The dlt package provides great abstractions for dealing with data sources and running extractions within the ingestion pipelines. However, I've come across two main issues:

  • the default processing model of extract everything to files, process and the write; all in separate processes is heavy for most of our uses cases and in fact slows things down.
  • debugging is difficult due to layers of decorators
  • upgrades have broken pipelines silently although this has not happened so much of late.
    Most recent: "warning: `dlt==1.27.0` is yanked (reason: "Data-loss bug: incremental merge truncates the destination table. Fixed in 1.27.2") warning: `dlt==1.27.0` is yanked (reason: "Data-loss bug: incremental merge truncates the destination table.
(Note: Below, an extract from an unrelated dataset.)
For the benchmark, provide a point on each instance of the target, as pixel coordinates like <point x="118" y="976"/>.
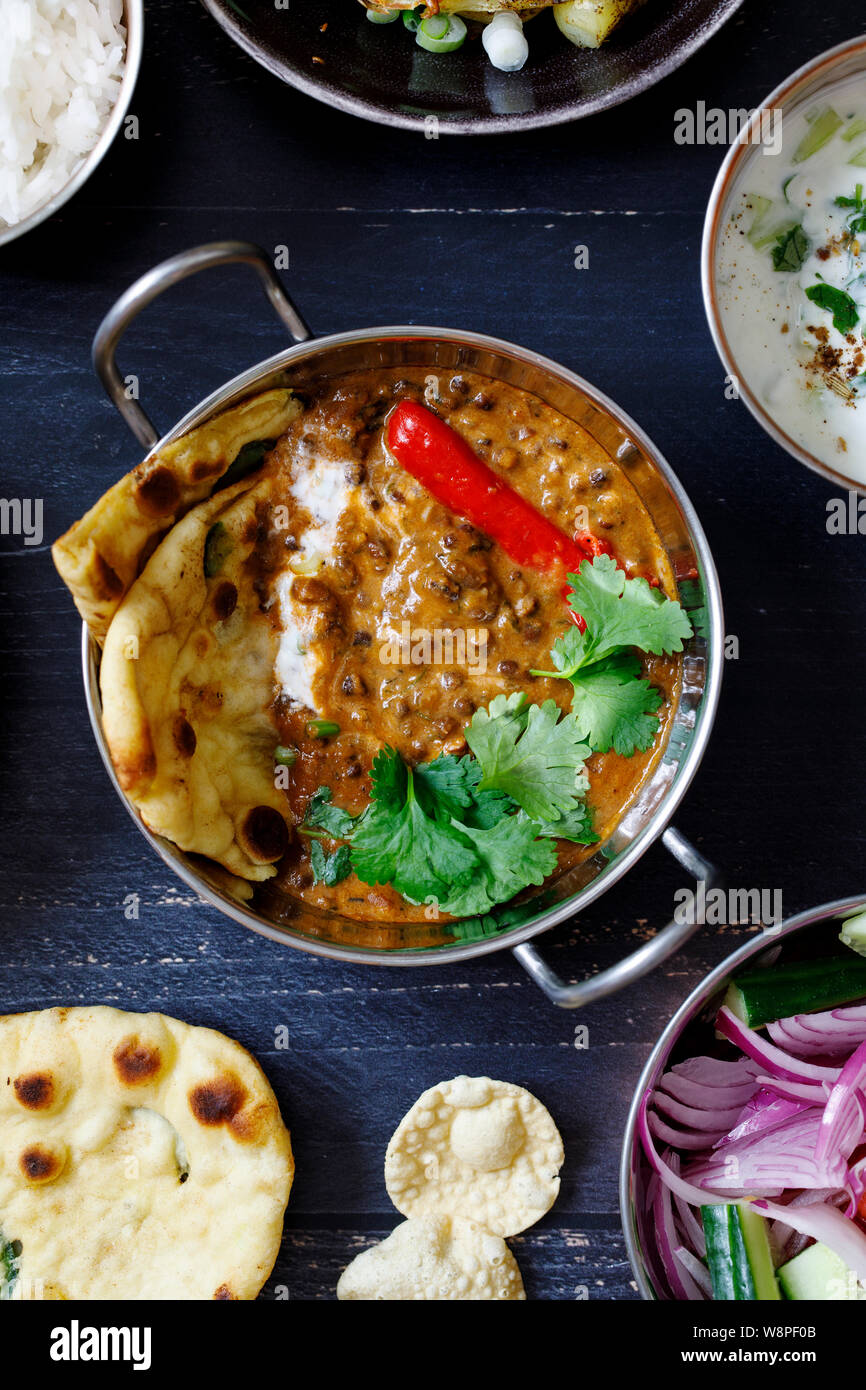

Fixed in 1.27.2") warning: `dlt==1.27.0` is yanked (reason: "Data-loss bug: incremental merge truncates the destination table. Fixed in 1.27.2")
  • the local cache of pipeline data in ~/.dlt is hidden and causes an unexpected developer experience when trying to rerun pipelines and backfill resulting in most of the time the cache is just wiped out and we start again.
  • each of the elt scripts is a standalone script making managing dependencies challenging

Many of the source abstractions in dlt are thin, e.g:

  • database interactions are all handled by sqlalchemy
  • requests/httpx can easily be used for REST apis
  • we already had to write our own code for sharepoint access

For destinations we had to write our own Iceberg destination implementation. The abstractions required by the framework created quite complicated code whereas what is required is not too challenging.

Action

We have our common code within elt-common. Create our own thin abstractions in this package along with a centralized command called elt so that ingestion and transform (keep using dbt for this) steps can be run as a single command, e.g

>elt run [PIPELINE_ROOT_DIR] domain_name.source_name

The branch elt-command-without-dlt contains code that has made some progress with this.

What works

What is needed

  • Finishing elt-common rework:

    • Sources/ingestion:

      • The latest commit has some code for pulling from an SQL database. This is basically complete but there may be a use case for determining the table names dynamically, for example if you just want to reflect a whole schema. Check with Chi Kai.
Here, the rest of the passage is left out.